4.1.1. How to Edit The Examples

You will need to make the necessary changes to coupled_ensembles.py as you did in the previous example. In the case of this tutorial, you can actually copy the “REQUIRED PILOT JOB” section that you filled out from simple_ensembles.py and paste it over the corresponding section in coupled_ensembles.py. You may need to revisit the previous part of this tutorial to understand how to fill out this section if you skipped it.

The link to the table is reiterated here for your convenience: Table of `Valid Variable Parameters<http://saga-project.github.io/BigJob/sphinxdoc/tutorial/table.html>`_.

The important difference between this file and the previous file is that there are two separate “USER DEFINED TASK DESCRIPTION” sections - numbered 1-3. Again, these two sections will not require any modifications for the purposes of this tutorial. We will not review every variable again, but instead, review the relationship between the 3 task descriptions. The three task descriptions are identical except that they each have a different TASK_SET variable assigned - either A, B, or C.

NOTE that we call each task set the same number of times (i.e. NUMBER_JOBS) in the tutorial code, but this is not a requirement. It just simplifies the code for tutorial purposes. It is possible you want to run 16 A, 16 B, and then 32 C using the output from both A and B. An example from the table would be to use the resource Stampede which has 16 cores per node (see NUMBER_OF_PROCESSES column of Table) - we can therefore reserve NUMBER_JOBS=32 with a PILOT_SIZE=32 (because 32 is a multiple of 16). In this case, we are requesting 2 nodes from Stampede.

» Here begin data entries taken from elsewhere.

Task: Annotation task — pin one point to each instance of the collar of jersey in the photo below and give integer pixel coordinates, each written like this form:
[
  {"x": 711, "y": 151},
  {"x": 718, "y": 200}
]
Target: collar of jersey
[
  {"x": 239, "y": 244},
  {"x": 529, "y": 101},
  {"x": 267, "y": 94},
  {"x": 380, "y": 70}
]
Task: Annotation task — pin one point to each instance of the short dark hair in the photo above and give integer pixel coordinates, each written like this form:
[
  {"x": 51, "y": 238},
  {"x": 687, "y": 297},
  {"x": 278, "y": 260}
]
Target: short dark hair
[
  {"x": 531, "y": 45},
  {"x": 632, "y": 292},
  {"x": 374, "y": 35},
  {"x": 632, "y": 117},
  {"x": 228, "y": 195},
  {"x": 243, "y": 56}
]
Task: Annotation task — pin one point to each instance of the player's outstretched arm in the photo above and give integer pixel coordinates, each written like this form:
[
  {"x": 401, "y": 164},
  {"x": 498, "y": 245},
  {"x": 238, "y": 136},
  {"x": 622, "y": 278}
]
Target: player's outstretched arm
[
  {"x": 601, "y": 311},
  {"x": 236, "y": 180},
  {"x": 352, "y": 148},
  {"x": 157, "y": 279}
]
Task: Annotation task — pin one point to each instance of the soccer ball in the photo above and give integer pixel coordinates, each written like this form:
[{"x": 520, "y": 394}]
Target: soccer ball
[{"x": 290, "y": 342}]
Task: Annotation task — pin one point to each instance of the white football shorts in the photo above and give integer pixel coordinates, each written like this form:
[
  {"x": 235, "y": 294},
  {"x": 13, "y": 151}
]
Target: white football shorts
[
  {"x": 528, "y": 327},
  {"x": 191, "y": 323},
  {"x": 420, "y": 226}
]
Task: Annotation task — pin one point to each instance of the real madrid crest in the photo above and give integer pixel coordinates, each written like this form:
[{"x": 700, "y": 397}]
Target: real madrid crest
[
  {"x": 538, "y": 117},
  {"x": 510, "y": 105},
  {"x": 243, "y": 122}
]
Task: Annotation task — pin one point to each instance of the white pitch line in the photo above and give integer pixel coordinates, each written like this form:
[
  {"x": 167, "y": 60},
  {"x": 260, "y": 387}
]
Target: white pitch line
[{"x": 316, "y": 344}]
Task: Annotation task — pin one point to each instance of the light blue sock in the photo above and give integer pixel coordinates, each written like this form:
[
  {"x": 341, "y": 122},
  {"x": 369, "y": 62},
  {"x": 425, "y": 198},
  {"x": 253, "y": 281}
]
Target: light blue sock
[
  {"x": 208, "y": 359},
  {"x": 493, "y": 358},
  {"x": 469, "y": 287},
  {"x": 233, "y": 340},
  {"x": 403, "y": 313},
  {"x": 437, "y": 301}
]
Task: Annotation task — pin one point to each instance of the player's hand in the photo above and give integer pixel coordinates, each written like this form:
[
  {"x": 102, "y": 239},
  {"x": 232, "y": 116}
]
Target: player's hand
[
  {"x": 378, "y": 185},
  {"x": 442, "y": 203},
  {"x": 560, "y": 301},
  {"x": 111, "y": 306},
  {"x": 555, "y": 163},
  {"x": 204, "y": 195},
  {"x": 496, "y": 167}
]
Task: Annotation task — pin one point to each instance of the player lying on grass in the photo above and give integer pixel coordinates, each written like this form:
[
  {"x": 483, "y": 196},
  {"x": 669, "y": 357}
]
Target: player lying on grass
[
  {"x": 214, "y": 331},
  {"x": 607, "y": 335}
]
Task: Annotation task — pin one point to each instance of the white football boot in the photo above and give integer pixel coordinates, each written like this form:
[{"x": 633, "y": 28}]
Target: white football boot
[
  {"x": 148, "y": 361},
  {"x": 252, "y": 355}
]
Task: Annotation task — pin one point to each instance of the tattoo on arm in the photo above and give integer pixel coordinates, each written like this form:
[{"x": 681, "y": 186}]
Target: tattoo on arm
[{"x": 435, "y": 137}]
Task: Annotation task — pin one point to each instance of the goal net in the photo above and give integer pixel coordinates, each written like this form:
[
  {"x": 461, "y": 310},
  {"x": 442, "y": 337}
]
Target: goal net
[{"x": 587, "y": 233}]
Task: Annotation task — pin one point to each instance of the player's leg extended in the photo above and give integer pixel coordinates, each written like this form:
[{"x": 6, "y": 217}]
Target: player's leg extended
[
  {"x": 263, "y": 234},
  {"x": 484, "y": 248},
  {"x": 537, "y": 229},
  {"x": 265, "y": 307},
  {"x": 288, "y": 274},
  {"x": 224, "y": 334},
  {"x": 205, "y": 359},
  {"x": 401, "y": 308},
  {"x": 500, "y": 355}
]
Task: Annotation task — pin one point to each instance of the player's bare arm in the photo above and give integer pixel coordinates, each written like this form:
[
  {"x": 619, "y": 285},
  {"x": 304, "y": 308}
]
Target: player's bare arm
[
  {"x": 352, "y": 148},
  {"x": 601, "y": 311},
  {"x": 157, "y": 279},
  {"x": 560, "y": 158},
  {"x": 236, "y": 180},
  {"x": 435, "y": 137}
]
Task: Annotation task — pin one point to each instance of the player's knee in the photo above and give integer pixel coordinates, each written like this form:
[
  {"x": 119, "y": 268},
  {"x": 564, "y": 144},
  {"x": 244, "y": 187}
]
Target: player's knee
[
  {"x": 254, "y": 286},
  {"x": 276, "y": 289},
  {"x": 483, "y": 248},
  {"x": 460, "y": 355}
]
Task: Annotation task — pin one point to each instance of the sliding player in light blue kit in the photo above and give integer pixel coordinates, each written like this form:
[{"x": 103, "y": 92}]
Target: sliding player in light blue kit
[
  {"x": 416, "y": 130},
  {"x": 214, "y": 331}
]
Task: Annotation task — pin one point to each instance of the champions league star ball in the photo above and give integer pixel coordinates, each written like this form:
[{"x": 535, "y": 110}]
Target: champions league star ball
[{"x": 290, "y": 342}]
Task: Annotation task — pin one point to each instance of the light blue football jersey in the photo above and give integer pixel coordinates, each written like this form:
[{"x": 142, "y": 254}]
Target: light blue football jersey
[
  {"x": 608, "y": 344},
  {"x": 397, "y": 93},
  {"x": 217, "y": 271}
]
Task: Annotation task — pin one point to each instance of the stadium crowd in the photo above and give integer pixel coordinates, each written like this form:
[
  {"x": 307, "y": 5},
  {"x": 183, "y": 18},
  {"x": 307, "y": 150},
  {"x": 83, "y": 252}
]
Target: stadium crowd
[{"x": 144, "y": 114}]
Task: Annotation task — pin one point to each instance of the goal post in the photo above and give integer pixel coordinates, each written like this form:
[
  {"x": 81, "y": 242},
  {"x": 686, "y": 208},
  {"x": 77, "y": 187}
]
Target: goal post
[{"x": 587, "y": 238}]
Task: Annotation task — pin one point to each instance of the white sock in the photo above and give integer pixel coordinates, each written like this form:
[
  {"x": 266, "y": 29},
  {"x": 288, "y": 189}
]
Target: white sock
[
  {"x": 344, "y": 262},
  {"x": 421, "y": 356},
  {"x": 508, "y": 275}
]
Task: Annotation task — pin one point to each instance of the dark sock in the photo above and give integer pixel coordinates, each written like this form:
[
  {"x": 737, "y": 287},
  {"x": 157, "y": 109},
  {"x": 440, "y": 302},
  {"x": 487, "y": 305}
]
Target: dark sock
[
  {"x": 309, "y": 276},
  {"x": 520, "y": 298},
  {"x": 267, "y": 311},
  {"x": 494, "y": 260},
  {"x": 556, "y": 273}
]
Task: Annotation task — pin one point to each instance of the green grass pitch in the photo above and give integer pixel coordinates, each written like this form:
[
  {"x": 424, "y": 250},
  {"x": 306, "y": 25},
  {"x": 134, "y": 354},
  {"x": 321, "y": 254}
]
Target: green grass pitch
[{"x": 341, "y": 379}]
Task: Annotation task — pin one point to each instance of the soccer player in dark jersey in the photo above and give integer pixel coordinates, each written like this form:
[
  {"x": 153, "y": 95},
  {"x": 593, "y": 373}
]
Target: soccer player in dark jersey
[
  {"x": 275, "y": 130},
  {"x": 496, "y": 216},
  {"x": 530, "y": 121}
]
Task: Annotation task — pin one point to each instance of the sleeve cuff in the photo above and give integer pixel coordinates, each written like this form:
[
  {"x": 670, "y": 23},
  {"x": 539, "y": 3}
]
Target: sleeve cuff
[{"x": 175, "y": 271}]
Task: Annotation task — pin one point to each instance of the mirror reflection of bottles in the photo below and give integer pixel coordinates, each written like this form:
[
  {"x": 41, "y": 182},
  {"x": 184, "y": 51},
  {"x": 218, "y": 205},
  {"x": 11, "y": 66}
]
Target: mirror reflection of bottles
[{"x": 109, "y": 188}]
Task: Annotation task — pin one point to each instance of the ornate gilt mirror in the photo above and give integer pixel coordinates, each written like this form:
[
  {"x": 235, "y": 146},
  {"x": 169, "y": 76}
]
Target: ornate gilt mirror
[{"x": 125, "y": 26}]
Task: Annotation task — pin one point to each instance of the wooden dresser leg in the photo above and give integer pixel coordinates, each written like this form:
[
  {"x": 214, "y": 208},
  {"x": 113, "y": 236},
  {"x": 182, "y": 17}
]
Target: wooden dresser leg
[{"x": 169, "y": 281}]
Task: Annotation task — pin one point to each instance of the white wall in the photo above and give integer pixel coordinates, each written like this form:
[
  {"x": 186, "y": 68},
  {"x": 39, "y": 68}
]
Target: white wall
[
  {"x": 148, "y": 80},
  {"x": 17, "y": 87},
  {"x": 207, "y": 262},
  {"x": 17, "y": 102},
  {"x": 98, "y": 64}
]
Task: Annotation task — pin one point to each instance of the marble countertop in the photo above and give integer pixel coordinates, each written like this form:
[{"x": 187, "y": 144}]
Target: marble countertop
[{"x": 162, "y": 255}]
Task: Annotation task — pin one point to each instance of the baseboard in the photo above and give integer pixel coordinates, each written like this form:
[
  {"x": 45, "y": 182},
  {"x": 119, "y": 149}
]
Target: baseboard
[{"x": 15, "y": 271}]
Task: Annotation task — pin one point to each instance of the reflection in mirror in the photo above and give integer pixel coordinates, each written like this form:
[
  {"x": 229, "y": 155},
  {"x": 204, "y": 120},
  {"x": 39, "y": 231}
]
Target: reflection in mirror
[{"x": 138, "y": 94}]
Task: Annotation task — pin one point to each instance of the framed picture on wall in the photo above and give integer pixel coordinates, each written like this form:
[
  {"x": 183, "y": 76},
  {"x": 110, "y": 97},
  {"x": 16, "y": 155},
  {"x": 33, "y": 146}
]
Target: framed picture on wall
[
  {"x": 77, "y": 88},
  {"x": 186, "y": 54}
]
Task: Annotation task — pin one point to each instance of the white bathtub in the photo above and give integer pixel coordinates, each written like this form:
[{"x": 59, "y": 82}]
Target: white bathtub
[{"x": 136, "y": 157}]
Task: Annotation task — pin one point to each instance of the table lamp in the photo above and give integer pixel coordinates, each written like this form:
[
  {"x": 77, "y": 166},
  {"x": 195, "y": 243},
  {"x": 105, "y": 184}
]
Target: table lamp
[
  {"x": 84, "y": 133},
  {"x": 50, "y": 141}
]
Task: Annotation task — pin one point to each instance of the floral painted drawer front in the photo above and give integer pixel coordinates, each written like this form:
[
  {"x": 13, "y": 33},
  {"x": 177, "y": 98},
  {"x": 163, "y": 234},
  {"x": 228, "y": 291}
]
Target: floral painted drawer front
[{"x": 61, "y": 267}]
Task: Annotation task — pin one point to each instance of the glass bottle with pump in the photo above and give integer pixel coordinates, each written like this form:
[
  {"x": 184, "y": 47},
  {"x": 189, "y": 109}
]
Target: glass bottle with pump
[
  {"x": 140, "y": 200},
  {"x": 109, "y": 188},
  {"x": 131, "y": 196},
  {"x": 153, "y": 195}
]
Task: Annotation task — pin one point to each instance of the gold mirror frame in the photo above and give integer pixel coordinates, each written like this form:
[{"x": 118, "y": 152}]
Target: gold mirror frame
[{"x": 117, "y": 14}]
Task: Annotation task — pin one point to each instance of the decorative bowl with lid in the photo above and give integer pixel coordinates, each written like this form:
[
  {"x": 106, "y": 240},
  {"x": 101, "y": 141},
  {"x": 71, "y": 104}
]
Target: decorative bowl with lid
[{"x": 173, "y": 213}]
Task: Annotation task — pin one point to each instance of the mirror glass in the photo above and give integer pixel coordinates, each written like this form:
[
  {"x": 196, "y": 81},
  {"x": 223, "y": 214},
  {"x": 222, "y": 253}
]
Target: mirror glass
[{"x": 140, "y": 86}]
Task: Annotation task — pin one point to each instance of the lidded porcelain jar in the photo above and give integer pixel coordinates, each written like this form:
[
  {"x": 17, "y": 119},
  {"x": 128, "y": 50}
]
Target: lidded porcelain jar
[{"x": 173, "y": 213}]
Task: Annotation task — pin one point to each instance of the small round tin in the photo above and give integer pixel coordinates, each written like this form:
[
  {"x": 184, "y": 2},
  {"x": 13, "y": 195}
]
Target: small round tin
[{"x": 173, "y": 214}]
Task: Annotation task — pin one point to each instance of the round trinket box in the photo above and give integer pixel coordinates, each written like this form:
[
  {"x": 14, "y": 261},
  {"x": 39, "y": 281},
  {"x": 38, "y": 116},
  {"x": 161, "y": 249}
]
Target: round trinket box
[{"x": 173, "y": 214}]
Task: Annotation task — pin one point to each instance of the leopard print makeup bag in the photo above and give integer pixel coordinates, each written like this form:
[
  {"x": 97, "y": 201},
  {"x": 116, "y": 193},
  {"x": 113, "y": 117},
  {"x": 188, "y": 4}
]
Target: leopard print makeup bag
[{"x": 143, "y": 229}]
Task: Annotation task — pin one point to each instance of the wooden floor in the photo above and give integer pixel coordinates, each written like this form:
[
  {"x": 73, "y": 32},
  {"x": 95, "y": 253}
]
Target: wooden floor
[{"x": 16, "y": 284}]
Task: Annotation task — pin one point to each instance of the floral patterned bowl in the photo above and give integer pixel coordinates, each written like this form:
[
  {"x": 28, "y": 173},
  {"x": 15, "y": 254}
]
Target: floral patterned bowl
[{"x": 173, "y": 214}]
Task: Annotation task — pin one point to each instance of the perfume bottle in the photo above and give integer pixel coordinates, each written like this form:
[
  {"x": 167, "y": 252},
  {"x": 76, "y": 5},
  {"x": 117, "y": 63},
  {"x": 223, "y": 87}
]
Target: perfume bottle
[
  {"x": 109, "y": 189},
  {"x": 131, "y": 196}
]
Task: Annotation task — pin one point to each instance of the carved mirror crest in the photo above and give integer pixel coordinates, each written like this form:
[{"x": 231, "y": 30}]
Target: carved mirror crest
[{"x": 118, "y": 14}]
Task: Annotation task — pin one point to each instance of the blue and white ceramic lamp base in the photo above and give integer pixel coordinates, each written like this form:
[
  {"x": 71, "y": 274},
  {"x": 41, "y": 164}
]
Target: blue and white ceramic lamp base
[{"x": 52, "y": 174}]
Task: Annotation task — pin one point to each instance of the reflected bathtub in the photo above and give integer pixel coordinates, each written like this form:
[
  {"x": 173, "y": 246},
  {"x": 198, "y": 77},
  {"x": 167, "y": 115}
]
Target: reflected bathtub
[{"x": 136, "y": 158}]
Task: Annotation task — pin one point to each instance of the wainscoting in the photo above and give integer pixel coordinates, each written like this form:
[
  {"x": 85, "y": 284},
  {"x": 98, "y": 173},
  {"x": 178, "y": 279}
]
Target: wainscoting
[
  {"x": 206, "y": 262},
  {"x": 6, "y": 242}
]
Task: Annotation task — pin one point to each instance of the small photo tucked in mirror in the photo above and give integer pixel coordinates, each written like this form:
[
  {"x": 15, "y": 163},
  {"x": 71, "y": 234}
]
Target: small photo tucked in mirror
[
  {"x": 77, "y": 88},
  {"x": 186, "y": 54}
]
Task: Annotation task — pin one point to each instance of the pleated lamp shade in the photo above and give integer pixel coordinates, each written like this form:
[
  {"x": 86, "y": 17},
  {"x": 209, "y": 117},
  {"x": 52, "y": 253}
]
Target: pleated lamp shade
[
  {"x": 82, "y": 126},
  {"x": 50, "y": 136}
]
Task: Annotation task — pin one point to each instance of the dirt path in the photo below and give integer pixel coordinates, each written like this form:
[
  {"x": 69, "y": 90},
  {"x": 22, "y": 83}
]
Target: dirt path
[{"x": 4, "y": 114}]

In this case, the important logic to draw your attention too is on line 106-108:

print "Waiting for 'A' and 'B' tasks to complete..."
pilotjob.wait()
print "Executing 'C' tasks now..."

Lines 106 and 108 are simply print statements, but they provide valuable context. In this example, we submit both the A and B tasks to the Pilot, but instead of running C tasks right away, we call wait() on the pilotjob itself. This tells BigJob to wait for all of the submitted tasks to finish, before continuing in the code. After all the A and B (submitted tasks) have finished, it then submits the C tasks.

4.1.2. Run the Code

Save the file and execute it (make sure your virtualenv is activated):

python coupled_ensembles.py

The output should look something like this (based on NUMBER_JOBS=32, PILOT_SIZE=32):

* Submitted 'A' task '0' with id 'cu-833b3762-e9ac-11e2-b250-14109fd519a1'
* Submitted 'A' task '1' with id 'cu-8352c0f8-e9ac-11e2-b250-14109fd519a1'
[...]
* Submitted 'A' task '31' with id 'cu-86137aee-e9ac-11e2-b250-14109fd519a1'
* Submitted 'B' task '0' with id 'cu-862ad342-e9ac-11e2-b250-14109fd519a1'
[...]
* Submitted 'B' task '31' with id 'cu-88fe4c2a-e9ac-11e2-b250-14109fd519a1'
Waiting for 'A' and 'B' tasks to complete...
* Submitted 'C' task '0' with id 'cu-ffb024ce-e9ac-11e2-b250-14109fd519a1'
[...]
* Submitted 'C' task '31' with id 'cu-0281b708-e9ad-11e2-b250-14109fd519a1'
Waiting for 'C' tasks to complete...
Terminating BigJob...

4.1.3. Check the Output

Again, we will find all the relevant BigJob output in the directory that we defined as “WORKDIR” in the above example. Note that some of the sj-directories in their stdout.txt files will contain either A, B, or C output.